On Feb. 13, President Donald Trump signed an executive order establishing the “Make America Healthy Again Commission.” The commission’s goal is to increase American life expectancy to meet the world’s average by “drastically lowering chronic disease rates and ending childhood chronic disease.” Although the commission has several noble goals, including lowering cancer and asthma rates, the reasons for targeting certain conditions with increased diagnosis rates reinforce harmful stereotypes and further harm those diagnosed with the conditions.
One condition with a growing number of diagnoses is autism spectrum disorder. The executive order notes one in 36 children in the United States are currently diagnosed with autism spectrum disorder, a “staggering increase” from the one to four out of 10,000 children diagnosed in the 1980s. The executive order also highlights an increase in the number of children medicated for attention deficit hyperactivity disorder (ADHD), with the number of prescriptions to manage ADHD symptoms rising from 3.2 million in 2019-2020 to 3.4 million today.

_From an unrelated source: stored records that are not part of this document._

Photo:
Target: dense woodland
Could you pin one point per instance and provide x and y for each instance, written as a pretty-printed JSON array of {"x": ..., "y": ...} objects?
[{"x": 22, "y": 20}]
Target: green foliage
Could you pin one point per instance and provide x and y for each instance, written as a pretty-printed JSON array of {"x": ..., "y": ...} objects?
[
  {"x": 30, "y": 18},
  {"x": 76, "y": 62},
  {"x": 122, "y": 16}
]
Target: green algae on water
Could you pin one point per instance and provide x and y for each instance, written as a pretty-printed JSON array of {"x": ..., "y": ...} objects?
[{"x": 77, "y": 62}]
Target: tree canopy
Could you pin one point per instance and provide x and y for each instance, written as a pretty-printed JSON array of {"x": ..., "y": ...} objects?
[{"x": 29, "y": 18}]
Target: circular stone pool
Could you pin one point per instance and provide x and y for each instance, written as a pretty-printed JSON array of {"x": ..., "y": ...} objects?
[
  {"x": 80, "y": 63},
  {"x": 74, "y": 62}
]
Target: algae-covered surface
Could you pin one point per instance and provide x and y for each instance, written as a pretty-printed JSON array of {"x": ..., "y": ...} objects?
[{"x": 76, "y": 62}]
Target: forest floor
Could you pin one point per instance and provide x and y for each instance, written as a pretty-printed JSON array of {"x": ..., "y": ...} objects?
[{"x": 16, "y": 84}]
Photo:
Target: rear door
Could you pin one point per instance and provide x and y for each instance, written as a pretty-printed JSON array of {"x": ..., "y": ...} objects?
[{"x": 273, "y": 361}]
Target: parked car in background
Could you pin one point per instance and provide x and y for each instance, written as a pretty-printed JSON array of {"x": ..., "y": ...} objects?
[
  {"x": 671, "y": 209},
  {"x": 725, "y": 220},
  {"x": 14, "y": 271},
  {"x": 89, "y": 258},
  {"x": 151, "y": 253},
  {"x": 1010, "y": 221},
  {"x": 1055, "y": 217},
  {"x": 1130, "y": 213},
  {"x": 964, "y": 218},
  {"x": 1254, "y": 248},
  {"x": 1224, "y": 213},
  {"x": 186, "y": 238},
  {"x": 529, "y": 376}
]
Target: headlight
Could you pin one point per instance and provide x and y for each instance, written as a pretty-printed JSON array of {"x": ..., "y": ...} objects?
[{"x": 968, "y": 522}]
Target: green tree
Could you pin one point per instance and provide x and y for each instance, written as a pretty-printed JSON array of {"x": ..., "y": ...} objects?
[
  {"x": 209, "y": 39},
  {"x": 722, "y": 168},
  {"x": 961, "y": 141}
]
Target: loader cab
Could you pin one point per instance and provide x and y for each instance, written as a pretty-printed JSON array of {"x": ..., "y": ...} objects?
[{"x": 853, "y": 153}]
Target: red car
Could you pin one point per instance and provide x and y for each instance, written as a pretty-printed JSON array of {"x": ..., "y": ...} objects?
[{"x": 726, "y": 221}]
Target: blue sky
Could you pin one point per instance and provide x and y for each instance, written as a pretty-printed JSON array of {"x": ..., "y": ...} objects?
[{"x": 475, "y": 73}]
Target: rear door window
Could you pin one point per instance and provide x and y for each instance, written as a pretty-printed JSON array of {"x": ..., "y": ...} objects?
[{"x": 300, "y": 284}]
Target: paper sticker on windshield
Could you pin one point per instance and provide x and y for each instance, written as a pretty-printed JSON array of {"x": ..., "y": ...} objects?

There are several problems with how these conditions are addressed and how the data on increased diagnoses and prescriptions are presented. The rise in diagnoses has little to do with health; the diagnostic binaries of both autism and ADHD have dramatically expanded over the past several decades, thus explaining the drastic change in the number of diagnoses. There were not fewer autistic individuals in the 1980s. There were only more Americans undiagnosed and left to struggle to conform to a society not designed for them.
In framing the increased diagnoses of autism and ADHD as contributing to a public health crisis, Trump and the “Make America Healthy Again Commission” reinforce harmful misconceptions about neurodivergence. These conditions are not issues to be solved but instead must be better understood. Expanding access to health care resources, ensuring legal rights to accommodations and celebrating neurodiversity are better alternatives to policies that contribute to harmful narratives about neurodivergence. If the commission seeks to truly improve the health of the nation, there must be a shift in how neurodivergence is discussed.